Kuala Krai MP Dr Mohd Hatta Ramli from Amanah also noted that according to the controversial free trade treaty, ISPs are not liable if they wrongly take down content that does not infringe copyright law.
“This would mean that providers could take down Internet content without any sort of repercussions, allowing for potentially widespread internet censorship,” Hatta said in a statement at the Parliament lobby here.
“The TPP has rewritten the rules of the Internet, its provisions negotiated behind closed doors, and completely to the advantage of corporations,” the opposition MP added.

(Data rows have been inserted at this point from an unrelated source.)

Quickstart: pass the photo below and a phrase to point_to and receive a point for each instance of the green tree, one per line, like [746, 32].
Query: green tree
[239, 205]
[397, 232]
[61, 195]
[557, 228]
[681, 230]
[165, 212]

He said ISPs will play the role of “internet police”, according to the TPP’s Chapter 18, Article 18.82.
“Here’s how: the TPPA provision requires Malaysia to provide legal incentives for ISPs to expeditiously remove content deemed as copyrighted material.

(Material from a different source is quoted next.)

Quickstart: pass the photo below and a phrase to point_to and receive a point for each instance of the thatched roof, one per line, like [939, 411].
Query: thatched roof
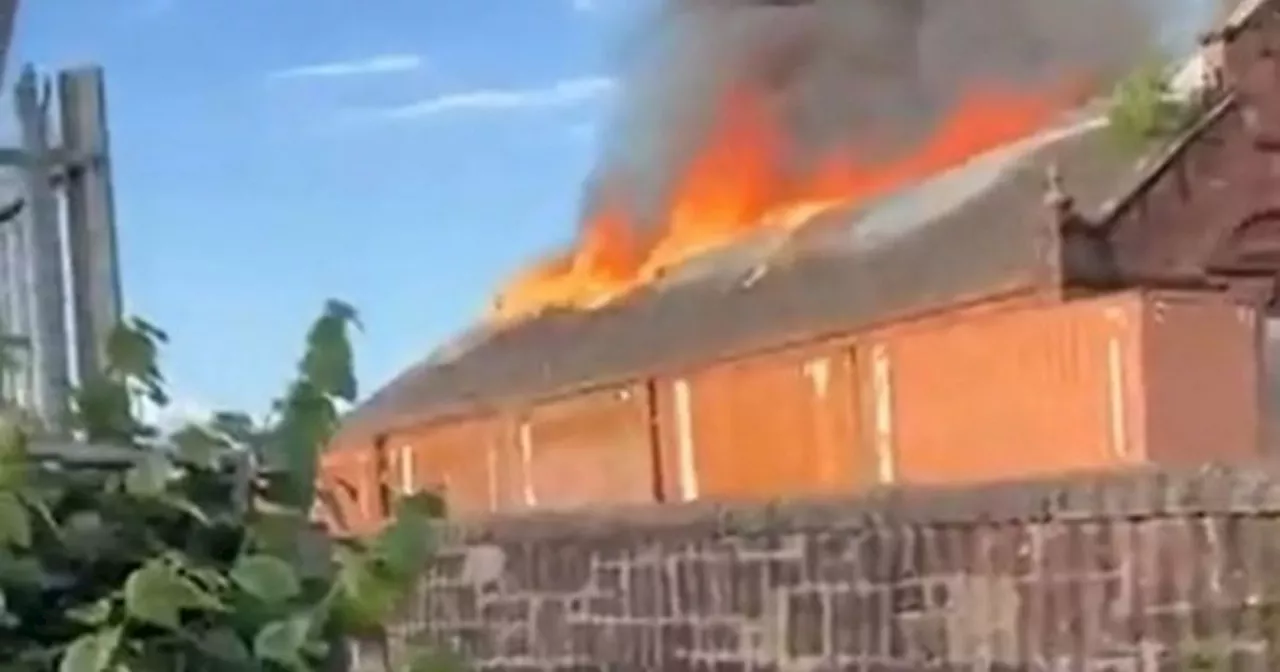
[976, 232]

“Under current Malaysian copyright law, ISPs are not required to remove or disable access to the infringing material unless they receive notification from copyright owners,” the opposition MP said, citing Section 43E of the Copyright (Amendment) Act 2012.
The lawmaker also noted that the TPP extends the duration of copyright protection from the current 50 years after the creator’s death, based on Malaysian law, to 70 years.
“The provision would prevent creators and artists from accessing, remixing, or recreating existing material for an unnecessarily long period of time. This only benefits large American entertainment companies who will receive a windfall in royalties from consumers for an additional 20 years,” he added.
The TPP, a free trade treaty involving a dozen Pacific nations including Malaysia, is expected to be tabled in Parliament in January for a debate.